Equally elegant are the free-swimming gastropods, which come in three varieties—heteropods, sea angels and sea butterflies. Heteropods are a relatively obscure group, though I very much appreciate the gradual change in form exhibited by their three extant families: atlantids are little more than tiny snails that have swapped the muscular gastropod foot for an equally muscular swimming fin, while the flimsy shells of carinariids cover only their viscera, and the animal is larger and more streamlined—a trend that is further apparent in pterotracheids, the adults of which do away with the shell and become agile, roughly barrel-shaped predators. Much more popular are the sea angels, famous on the internet both for the lazy grace of the unprovoked animal and the sheer brutality it shows in the presence of prey—the cute, cat-like head of the sea angel in fact conceals six spiky, vicious tentacles, designed to rip flesh from within the shells of pelagic snails. These pelagic snails are the third group of open-sea gastropods, the sea butterflies, which like the atlantids are thin-shelled, swimming snails (convergent evolution at work here, though atlantids have a single fin, while the feet of sea angels and sea butterflies are split into two paddles). Unlike the visually hunting heteropods, sea butterflies behave like marine spiders, spitting a web of mucus to ensnare small animals caught in ocean currents.
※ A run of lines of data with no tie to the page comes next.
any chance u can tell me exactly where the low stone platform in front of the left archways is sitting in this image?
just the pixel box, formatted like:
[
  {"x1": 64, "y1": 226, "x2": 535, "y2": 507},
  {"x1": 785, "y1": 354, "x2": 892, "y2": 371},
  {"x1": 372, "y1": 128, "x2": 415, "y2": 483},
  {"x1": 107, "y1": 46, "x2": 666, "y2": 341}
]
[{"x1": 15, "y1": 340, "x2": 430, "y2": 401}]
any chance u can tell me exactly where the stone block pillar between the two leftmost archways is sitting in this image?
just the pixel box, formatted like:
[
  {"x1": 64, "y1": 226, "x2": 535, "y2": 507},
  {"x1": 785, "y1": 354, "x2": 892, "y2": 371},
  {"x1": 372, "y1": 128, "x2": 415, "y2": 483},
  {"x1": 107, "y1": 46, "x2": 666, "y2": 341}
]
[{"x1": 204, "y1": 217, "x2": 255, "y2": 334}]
The very same hunting mechanism is employed by a vastly different kind of snail, the worm shell—where sea butterflies have sacrificed their hard shells to pursue a pelagic existence, vermetids fortify their defenses by fusing into rocks. A young worm shell is outwardly little different from your run-of-the-mill sea snail, except that it is sessile, having cemented itself to the rock it inhabits—but as the animal ages, the coils of its shell begin to loosen, eventually becoming a roughly spiral tube that is firmly embedded into the surrounding rock (like barnacles, vermetids are often found in aggregates, where their shells fuse with each other and create a network of interconnected spirals). The animals cannot graze for algae or sessile marine life, being sessile themselves—so they also produce a mucus web and drag small animals and organic debris back into their waiting radulae. And while worm shells glue themselves to their surroundings, carrier shells do the exact opposite: instead of secreting themselves a larger or more spinose shell, these snails pick up debris (usually the shells of other snails) from the environment and glue it to themselves, enhancing their natural defenses with a makeshift armor (hermit crabs face a similar problem with their shells, as they frequently outgrow them—some handle this problem by cultivating symbiotic anemones that secrete extensions for their shells).

I’d like to say “this does it for slugs and snails,” but no, it really doesn’t. This is a huge group, and there is a lot more to say about it (I didn’t mention starfish-hunting parasitic snails, for example, or the clam snails, with their split shells). But I’ll end it here for now, on the note that the title refers to “Uzumaki,” the magnum opus of Junji Ito—and a recommended read for everyone. It’s just the right mixture of horrific and goofy, and it has people turning into snails. What’s not to like?